While the Biden administration has not mandated that hospitals require COVID vaccines for transplant patients, Lutali believes there may be a political element to her hospital’s policy.

“Hospitals get a lot of federal dollars through Medicare and Medicaid and the federal government could be saying ‘either you must require your patients who are going through transplants have COVID shots, or we’ll pull your dollars.’”

Lutali is quick to say that she doesn’t hold the doctors and nurses responsible. “They are just part of the system that has dictated to them how they will behave.”

CLICK TO VIEW VIDEO YOUTUBE TOOK DOWN ON OUR RUMBLE CHANNEL.

When told that YouTube had taken down our video in an attempt to silence her, Lutali said, “It’s amazing the efforts put into censoring the truth.”

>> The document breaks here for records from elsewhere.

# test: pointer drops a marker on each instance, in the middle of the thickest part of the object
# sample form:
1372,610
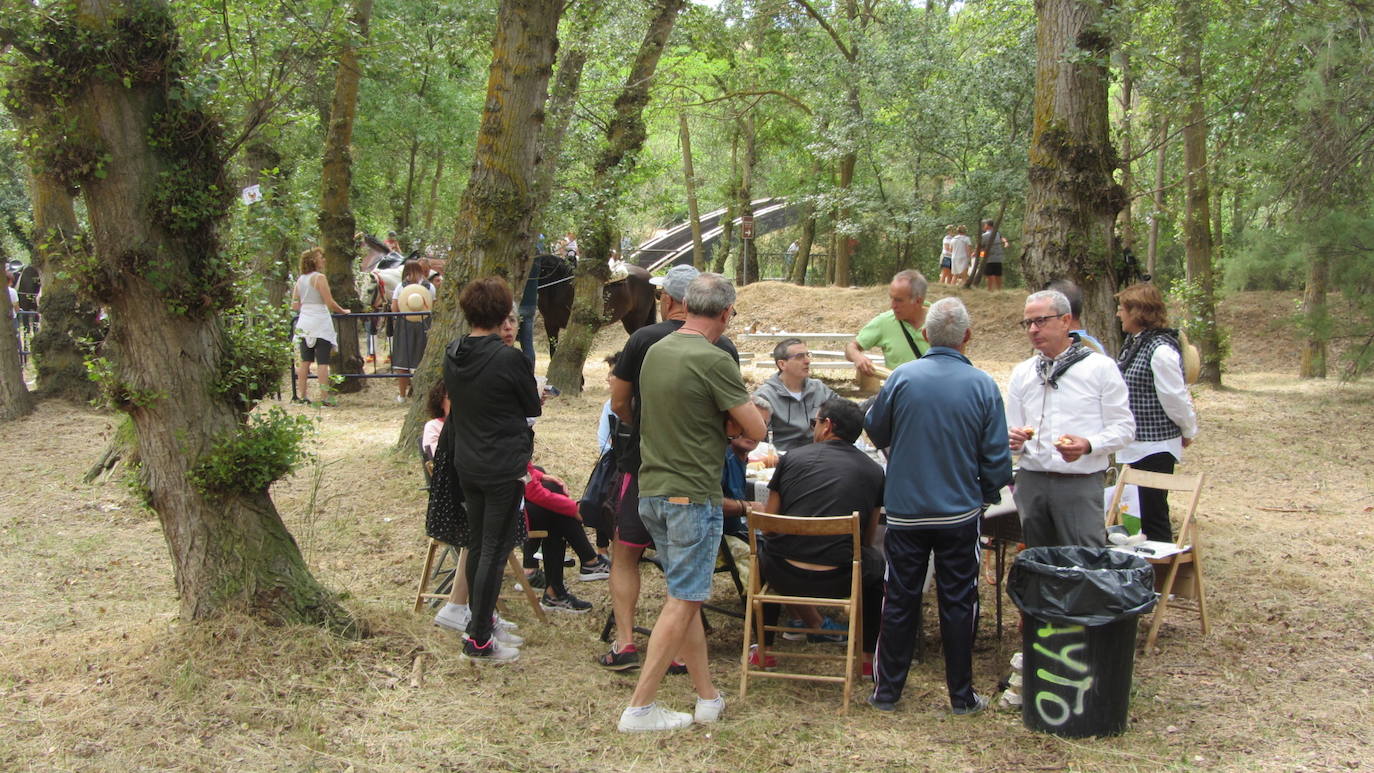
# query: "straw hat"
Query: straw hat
415,298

Lutali is sharing her story in the hopes that it may help in her search to find another hospital willing to perform the operation. She said she also hopes it helps others in similar situations.

“Healthcare is not one-size fits all,” Lutali concluded. “When you try to say that one procedure or one path is the same for another, I think we’ve lost our compassion. We’ve lost our way in healthcare.”

Catherine Mortensen is Vice President of Communications for Americans for Limited Government.